Next time you're draining pasta, don't pick up the bits that fall in the sink and put them on your plate. As 50 Shocking Facts About Your Food reminds us - there are more bacteria in your sink that your toilet. Cue a shot of a toilet bowl garnished with spaghetti and sauce.

And if the waiter wants to sprinkle some parmesan on the top, refuse the offer. What he's really asking is: "Would you like some calves' stomach on your spaghetti bolognaise?"

This programme could put you on an instant diet if you take notice of everything they tell you on a "stomach-churning ride through the supermarket aisles".

Salami can legally contain donkey, some breakfast cereals contain more salt than a bag of salted peanuts and one artificial sweetener has 96 side effects.

Japanese sushi is crawling with parasites, too much fruit corrodes your teeth, lettuce leaves make you fat. Even the humble potato causes coma and death.

And pregnant women who eat too much soya could give birth to ladyboys, as it can affect the male reproductive organs.

All this makes you laugh and shocks you at the same time (a combination that could be another way of killing yourself).

Various experts are called upon to provide evidence for the alarming facts and give some scientific veracity to the claims.

Your sink, by the way, isn't the only danger to your health. So is your fridge, where millions of harmful bugs lurk. Keeping food in there is like "playing Russian roulette with your bowels".

Not all the news is bad. There is no such thing as a beer belly, we learn. Alcohol doesn't make you fat but is an appetite stimulant, so it makes you want to eat and that makes you fat.

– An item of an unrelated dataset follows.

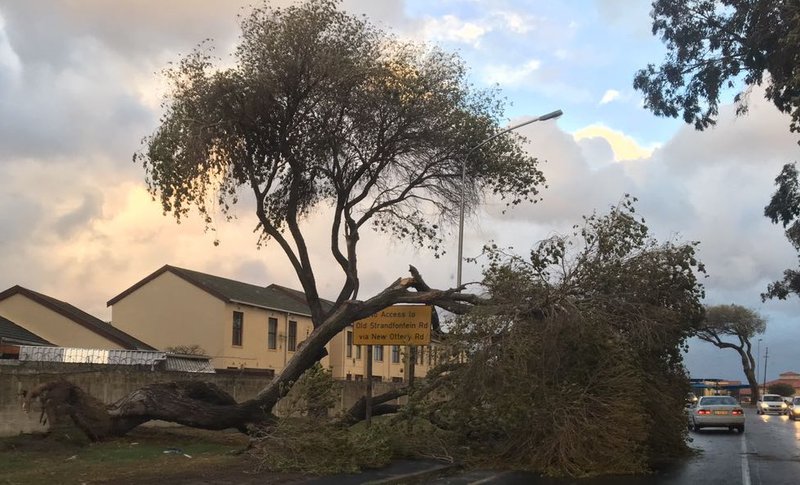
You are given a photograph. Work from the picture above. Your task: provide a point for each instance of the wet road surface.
(767, 453)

Too much coffee is bad for you - although you'd have to drink 100 cups in four hours for it to be really bad - but it can strengthen your sperm, and ketchup could prevent prostate cancer.

Sometimes you don't need to give up food that's bad for you as circumstances conspire to put you off it anyway. The woman who found two dead baby mice in a sliced loaf probably didn't eat a sandwich for some time.

As you drink your red wine (could be infected with BSE) and eat your plutonium-polluted seafood accompanied by a bagged salad (washed in 20 times more chlorine than is in a swimming pool), you might want to consider the number one shocking fact: that British kids are full of crap. Literally.

Despite the best efforts of Jamie Oliver, they're still hooked on burgers and chips. More and more young people and teenagers are becoming constipated for, in a few exceptional cases, as long as six weeks.

"Some teenagers are so constipated, they are throwing up their own s**t," says one expert.

Which brings us to Zach, George, Rochel and Gareth. These four youngsters are the guinea pigs on Mind The Fat, a documentary that aims to prove the link between being overweight and being thick. Many children are eating their way to the bottom of the class.

These four take part in a 12-week experiment involving a change of diet, an exercise regime and taking fish oil.

The eating habits of these children were as shocking as anything in the previous show under discussion.

Rochel eats sweets and crisps before breakfast. No wonder, at 11 stone, she's twice the size of the average 11-year-old.

Fries, chicken nuggets and chocolate milkshakes are on the menu for Gareth (another 11 stone 11-year-old). He was consuming the equivalent of 50 teaspoons of sugar a day. Asked what would make him run every day, he replied, "Money".

Zach (aged eight, eight stone) consumes 3,500 calories a day and three times the recommended amount of salt.

Only George (aged 11 and, yes, 11 stone) seemed to want to take the new regime seriously. He lost half a stone.

Before and after brain scans and intelligence tests are used to show if improved diet and more exercise makes them brainier and more attentive. It does in three out of four cases. Annoyingly, we're not told the odd one out.